Emotions play a significant role in human perception and decision making. For a long time, research on emotion intelligence has been done in the fields of psychology and cognitive science. Along with the development of artificial intelligence these years, the combination of emotion intelligence and computer technology brings the novel research area named affective computing. This combination will greatly advance the development of the computer technology. Emotion recognition is one of the key technologies of affective computing for it is the foundations of harmonious human-machine interaction. The target of emotion recognition is supply theory and experiment foundations for correct select emotion physiological signals, and with reliable original data to support the comprehension and expression of emotion. Its application is widely. At present, the methods of emotion recognition mostly based on facial expressions, gestures and analysis of vocal signals, as well as questionnaires which are frequently used in psychology, the results of these methods are often influenced by subjects. However, we can continuously gather information about the users' emotional changes while they are connected to biosensors, since they are directly controlled by the human autonomous nervous system and incretion system, not by subjects. Therefore, the data will be more subjective obtained through recording physiological signals. Whether there is uniquely map between physiological patterns and specific emotion types, is dispute for a long time. But Ekman and colleagues had done a series of experiments and concluded that there exist some relations between physiological signal and specific emotions. Picard and colleagues at MIT Media Laboratory had testified that it is feasible to recognize emotion from physiological signals.
     In emotion recognition, too many irrelevant or redundant features also affect the recognition speed and accuracy, so feature selection is necessary. In fact, the feature selection problem is a feature searching problem. It has been proved to be a NP-hard problem. Although there are many proposed searching algorithms, no one is far superior to the other. Discrete binary particle swarm optimization(BPSO) is one of the swarm intelligent global optimal algorithms. The algorithm is famous for its simple code, small population and parameters, easy to understand and realize. Therefore, this paper tries to propose with discrete binary particle swarm optimization to select useful features from a large of emotion physiological signal features, and expects it can improve the correct classification rate of emotion state.
     This paper has mainly finished three research jobs based on existent research results:
     (1) To remove the redundant features in emotion recognition of physiological signals, proposed that introduce the idea of computational intelligence to the feature selection of emotional physiological signals, try to improve the correct recognition rate of emotion.
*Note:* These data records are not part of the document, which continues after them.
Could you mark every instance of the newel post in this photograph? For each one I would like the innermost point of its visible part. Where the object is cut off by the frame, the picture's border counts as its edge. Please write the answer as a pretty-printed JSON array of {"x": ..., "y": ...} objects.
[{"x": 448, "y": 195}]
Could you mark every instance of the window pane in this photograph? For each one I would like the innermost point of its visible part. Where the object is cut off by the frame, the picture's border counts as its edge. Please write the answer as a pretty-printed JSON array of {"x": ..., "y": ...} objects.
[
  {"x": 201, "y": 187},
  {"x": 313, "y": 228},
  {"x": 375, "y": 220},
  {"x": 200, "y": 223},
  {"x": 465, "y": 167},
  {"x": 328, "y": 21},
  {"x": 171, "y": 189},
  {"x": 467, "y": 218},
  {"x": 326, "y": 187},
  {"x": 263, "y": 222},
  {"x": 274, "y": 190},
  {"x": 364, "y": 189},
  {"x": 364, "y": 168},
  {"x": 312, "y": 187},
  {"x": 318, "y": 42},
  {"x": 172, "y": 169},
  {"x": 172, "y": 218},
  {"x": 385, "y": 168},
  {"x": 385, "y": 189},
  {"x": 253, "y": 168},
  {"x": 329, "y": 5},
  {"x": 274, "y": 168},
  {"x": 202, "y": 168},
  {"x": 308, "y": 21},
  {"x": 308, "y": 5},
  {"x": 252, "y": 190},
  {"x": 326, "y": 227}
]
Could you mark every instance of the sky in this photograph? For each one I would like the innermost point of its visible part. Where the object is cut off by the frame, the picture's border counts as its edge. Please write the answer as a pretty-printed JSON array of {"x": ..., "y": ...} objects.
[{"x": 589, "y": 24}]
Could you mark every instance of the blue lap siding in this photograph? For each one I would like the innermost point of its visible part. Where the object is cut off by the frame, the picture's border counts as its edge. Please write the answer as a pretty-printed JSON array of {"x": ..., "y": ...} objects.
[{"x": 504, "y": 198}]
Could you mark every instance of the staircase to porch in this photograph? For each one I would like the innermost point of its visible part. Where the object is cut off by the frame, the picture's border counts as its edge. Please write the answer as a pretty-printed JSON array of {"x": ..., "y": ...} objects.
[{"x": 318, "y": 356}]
And then taking BPSO feature selection methods to select useful features from emotional physiological signals; studied with single signal to recognize single emotion and multiple emotions, moreover, studied multiple physiological signals to recognize single and multiple emotions based on single physiological signal.
     (2) Aimed at improving the particle swarm optimization algorithms converges and escape from the local optima during search, proposed improved BPSO algorithm to select useful physiological features of emotion, improved the adaptability of BPSO, and then studied single physiological signal recognize multiple emotions and the relations between mutation ratio of particles and the correct recognition rate.
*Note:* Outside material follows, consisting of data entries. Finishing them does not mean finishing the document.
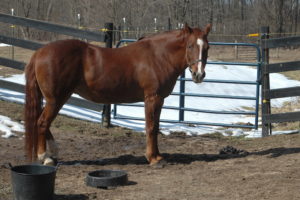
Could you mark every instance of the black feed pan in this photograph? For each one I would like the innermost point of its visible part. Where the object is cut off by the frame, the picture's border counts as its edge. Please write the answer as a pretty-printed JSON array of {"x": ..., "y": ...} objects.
[
  {"x": 106, "y": 178},
  {"x": 32, "y": 182}
]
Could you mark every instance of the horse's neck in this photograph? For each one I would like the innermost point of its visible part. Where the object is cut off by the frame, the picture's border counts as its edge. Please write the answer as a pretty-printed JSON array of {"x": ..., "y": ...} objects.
[{"x": 174, "y": 51}]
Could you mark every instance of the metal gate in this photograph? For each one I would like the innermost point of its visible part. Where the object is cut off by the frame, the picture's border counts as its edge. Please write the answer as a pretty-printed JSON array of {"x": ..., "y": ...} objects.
[{"x": 182, "y": 94}]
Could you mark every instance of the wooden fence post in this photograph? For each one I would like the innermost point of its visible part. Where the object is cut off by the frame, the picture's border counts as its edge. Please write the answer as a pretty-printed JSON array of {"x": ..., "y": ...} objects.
[
  {"x": 108, "y": 44},
  {"x": 265, "y": 82}
]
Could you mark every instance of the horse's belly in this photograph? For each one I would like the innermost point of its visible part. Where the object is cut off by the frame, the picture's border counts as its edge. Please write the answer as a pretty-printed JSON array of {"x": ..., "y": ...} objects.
[{"x": 111, "y": 97}]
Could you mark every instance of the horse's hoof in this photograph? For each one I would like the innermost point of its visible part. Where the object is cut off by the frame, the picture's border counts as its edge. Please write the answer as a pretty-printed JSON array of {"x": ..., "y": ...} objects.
[
  {"x": 50, "y": 162},
  {"x": 159, "y": 165}
]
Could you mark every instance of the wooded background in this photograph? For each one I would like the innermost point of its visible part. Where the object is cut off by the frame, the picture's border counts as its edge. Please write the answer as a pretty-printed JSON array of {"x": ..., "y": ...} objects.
[{"x": 231, "y": 19}]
     (3) Taking different feature selection methods and classifiers to recognize emotion for exploring the relationship between emotion and physiological signals.
     This paper did many simulative experiments, verified the feasibility and correctness of the above job, and obtained some corresponding results:
     (1) Overall 193 features were extracted from four physiological signals, these features were extracted from four different emotions corresponding physiological signals. The feature set was selected by BPSO, nearest neighbor method is applied to classify the emotion classes, the whole correct recognition rate of four emotions is up to 86%. Among four emotion types, the recognition results of Joy based on ECG and SC are better, correct recognition rate are up to 88% and 72% separately; and the recognition results of Anger based on EMG and RSP are better, correct recognition rate are up to 80% and 100% separately. With single physiological signal to recognize four emotions, the RSP signal recognition result is best during four physiological signals, is up to 69.86%.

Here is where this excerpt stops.